10-07-2020 05:19 PM
Hi All, sorry in advance for the cross-post.
After running LV real-time doing some vision analysis and saving fails/passes to an SSD drive for a few months we're seeing what we suspect might be drive corruption. We don't have any hard clues, but we've noticed that if clone the drive to a new drive and boot off that drive, the problems magically go away.
Does this sound familiar to anyone and if so, would you have any recommendations as to where to start digging?
(And if the issue is a file system issue, are there any log files that we can check into?)
Thanks in advance,
Dan
Solved! Go to Solution.
10-07-2020 05:56 PM
@dmccarty wrote:
Hi All, sorry in advance for the cross-post.

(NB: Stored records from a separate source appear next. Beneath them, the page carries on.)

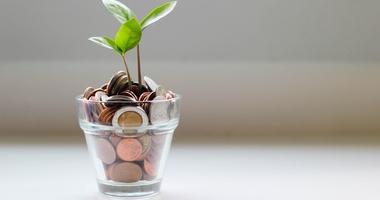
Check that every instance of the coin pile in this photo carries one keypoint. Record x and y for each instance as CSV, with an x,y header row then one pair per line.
x,y
129,105
130,159
126,105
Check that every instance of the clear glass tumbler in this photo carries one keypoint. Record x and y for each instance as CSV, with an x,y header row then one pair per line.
x,y
129,142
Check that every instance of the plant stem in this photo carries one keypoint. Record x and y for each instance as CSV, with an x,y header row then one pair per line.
x,y
139,65
128,74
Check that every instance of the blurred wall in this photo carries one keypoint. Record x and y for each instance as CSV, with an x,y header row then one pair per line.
x,y
198,30
244,67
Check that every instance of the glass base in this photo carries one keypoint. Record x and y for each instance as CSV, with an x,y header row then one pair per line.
x,y
130,190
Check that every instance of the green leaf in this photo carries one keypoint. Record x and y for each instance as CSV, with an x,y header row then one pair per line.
x,y
119,10
105,42
128,35
158,13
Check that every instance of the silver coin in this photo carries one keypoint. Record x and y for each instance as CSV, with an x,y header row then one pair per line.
x,y
137,118
158,112
150,83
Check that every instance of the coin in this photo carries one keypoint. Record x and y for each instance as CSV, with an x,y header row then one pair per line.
x,y
130,117
100,95
106,115
104,150
158,111
113,81
129,94
126,172
129,149
120,100
152,85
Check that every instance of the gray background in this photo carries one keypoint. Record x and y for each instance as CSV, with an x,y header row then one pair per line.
x,y
268,67
263,30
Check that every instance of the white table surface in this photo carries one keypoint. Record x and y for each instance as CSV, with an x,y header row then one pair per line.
x,y
225,172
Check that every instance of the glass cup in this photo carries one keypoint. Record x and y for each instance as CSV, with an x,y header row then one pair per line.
x,y
129,142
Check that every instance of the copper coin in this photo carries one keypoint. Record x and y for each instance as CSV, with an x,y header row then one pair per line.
x,y
115,78
126,172
106,115
129,93
129,149
120,100
114,139
104,150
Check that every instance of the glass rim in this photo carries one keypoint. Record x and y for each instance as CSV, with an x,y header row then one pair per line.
x,y
81,99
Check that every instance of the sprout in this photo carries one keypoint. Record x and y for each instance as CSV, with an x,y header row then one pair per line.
x,y
130,32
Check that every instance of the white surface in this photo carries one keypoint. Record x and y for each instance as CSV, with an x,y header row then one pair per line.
x,y
203,172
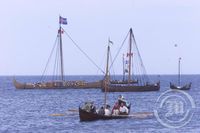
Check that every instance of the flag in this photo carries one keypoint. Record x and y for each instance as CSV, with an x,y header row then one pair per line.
x,y
129,54
110,41
60,31
62,20
126,70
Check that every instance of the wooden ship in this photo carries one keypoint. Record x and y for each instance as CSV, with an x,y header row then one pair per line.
x,y
58,80
130,83
179,86
91,113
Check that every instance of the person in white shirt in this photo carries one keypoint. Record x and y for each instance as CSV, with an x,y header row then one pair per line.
x,y
107,110
123,109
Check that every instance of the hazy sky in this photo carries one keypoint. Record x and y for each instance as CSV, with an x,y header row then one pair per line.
x,y
28,30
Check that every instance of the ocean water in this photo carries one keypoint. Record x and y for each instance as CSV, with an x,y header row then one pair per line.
x,y
54,111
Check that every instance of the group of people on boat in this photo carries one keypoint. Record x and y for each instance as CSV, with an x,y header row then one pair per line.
x,y
121,107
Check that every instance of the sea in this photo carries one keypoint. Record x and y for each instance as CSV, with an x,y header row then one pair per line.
x,y
56,110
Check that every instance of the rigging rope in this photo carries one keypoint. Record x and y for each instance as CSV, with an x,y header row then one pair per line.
x,y
42,77
119,50
83,52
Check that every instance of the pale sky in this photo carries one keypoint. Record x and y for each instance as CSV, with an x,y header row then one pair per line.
x,y
28,30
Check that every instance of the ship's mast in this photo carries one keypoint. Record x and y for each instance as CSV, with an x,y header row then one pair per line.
x,y
179,72
106,81
61,54
130,56
123,67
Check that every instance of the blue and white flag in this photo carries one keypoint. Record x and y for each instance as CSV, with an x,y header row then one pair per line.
x,y
62,20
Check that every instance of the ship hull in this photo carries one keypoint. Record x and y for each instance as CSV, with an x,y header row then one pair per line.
x,y
58,85
132,88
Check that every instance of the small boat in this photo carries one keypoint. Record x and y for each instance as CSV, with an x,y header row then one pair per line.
x,y
179,87
137,82
93,115
57,80
88,111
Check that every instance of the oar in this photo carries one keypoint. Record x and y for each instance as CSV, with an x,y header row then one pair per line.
x,y
57,114
68,112
141,114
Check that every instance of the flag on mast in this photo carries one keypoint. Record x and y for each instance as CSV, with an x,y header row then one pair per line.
x,y
62,20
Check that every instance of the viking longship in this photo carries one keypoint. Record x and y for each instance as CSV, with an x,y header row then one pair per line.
x,y
134,78
89,112
57,81
179,86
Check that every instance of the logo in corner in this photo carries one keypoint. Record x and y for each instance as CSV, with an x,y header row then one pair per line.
x,y
174,108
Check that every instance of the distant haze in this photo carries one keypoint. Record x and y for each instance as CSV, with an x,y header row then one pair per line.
x,y
28,30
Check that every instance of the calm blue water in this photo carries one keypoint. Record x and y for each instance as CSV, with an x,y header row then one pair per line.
x,y
31,110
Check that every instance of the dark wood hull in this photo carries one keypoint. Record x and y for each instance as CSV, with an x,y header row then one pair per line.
x,y
89,116
185,87
123,82
132,88
58,85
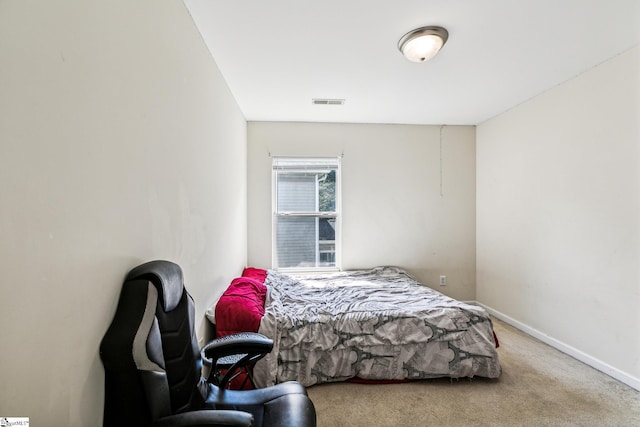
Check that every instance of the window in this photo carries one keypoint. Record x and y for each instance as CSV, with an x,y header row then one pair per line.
x,y
306,231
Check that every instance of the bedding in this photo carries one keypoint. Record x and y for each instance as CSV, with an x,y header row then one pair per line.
x,y
378,324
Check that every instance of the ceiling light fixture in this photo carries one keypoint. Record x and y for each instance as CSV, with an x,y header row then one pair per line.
x,y
423,43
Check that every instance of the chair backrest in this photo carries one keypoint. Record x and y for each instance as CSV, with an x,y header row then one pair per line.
x,y
150,352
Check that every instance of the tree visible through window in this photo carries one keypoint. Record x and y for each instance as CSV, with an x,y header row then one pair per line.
x,y
306,226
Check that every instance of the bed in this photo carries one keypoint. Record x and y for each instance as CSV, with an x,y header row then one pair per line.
x,y
373,325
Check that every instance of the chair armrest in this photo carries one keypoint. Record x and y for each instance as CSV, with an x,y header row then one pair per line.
x,y
212,418
233,352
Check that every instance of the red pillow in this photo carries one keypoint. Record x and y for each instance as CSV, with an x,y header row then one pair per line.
x,y
255,273
240,307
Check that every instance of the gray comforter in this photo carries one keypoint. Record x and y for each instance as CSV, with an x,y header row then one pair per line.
x,y
377,324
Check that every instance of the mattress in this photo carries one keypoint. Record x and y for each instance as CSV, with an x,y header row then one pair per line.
x,y
378,324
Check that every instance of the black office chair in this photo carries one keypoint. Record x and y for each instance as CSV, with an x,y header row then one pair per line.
x,y
153,366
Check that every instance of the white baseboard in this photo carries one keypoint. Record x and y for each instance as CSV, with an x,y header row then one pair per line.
x,y
619,375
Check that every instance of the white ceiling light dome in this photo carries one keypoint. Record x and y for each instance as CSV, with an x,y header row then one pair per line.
x,y
423,43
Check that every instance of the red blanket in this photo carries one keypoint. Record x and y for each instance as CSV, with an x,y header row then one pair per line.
x,y
241,306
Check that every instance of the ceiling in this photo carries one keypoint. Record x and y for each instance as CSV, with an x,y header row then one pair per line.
x,y
278,55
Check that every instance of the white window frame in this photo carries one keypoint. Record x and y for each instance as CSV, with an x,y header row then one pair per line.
x,y
320,163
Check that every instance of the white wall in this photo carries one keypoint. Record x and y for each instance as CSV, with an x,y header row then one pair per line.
x,y
119,143
558,214
393,211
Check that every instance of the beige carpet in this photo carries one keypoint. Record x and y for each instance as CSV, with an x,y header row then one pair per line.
x,y
539,386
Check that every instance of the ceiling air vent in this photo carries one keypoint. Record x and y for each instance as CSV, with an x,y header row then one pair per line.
x,y
319,101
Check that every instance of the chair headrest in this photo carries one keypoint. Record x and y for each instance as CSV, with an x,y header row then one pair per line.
x,y
166,276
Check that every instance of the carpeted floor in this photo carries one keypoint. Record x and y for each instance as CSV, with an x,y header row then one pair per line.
x,y
539,386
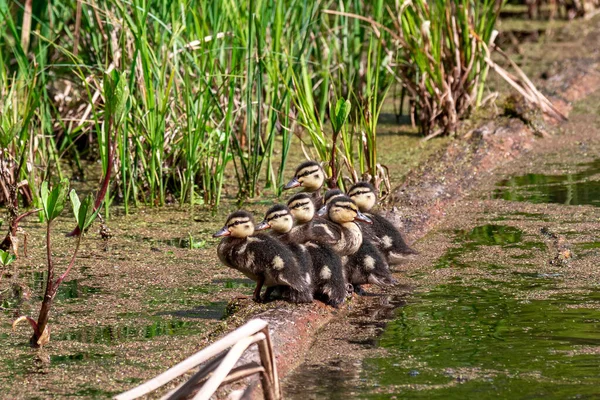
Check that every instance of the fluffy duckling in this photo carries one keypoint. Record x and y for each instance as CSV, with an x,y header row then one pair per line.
x,y
382,232
367,264
329,195
261,258
326,270
310,176
339,230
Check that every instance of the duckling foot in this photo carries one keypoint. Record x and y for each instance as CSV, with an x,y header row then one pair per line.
x,y
267,296
360,291
256,296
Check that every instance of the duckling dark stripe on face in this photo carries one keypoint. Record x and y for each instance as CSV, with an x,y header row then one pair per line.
x,y
358,192
303,173
293,206
271,217
348,206
237,221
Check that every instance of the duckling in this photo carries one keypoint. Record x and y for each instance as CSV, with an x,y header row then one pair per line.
x,y
338,231
326,270
329,195
261,258
310,176
382,232
367,264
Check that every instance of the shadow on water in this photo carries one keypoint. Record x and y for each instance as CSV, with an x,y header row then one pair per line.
x,y
569,189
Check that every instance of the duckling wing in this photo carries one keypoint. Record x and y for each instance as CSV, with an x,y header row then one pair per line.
x,y
368,265
329,280
325,231
278,264
389,239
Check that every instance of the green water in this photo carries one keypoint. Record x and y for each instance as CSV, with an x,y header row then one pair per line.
x,y
115,334
486,235
504,334
459,341
570,189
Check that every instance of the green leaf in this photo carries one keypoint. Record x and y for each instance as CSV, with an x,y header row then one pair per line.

After running LV real-time doing some vision analysis and saving fails/passes to an SSD drive for a few months we're seeing what we suspect might be drive corruption. We don't have any hard clues, but we've noticed that if clone the drive to a new drive and boot off that drive, the problems magically go away.
Does this sound familiar to anyone and if so, would you have any recommendations as to where to start digging?
(And if the issue is a file system issue, are there any log files that we can check into?)
Thanks in advance,
Dan
Vision analysis sounds like heavy disk i/o. Lots of disk writes. Each SSD "sector" has a finite amount of writes. I guess, by cloning it to a new drive, you give yourself some breathing room, but eventually you will run into the same issue. I think this is a more likely scenario than LV corrupting your hard drive.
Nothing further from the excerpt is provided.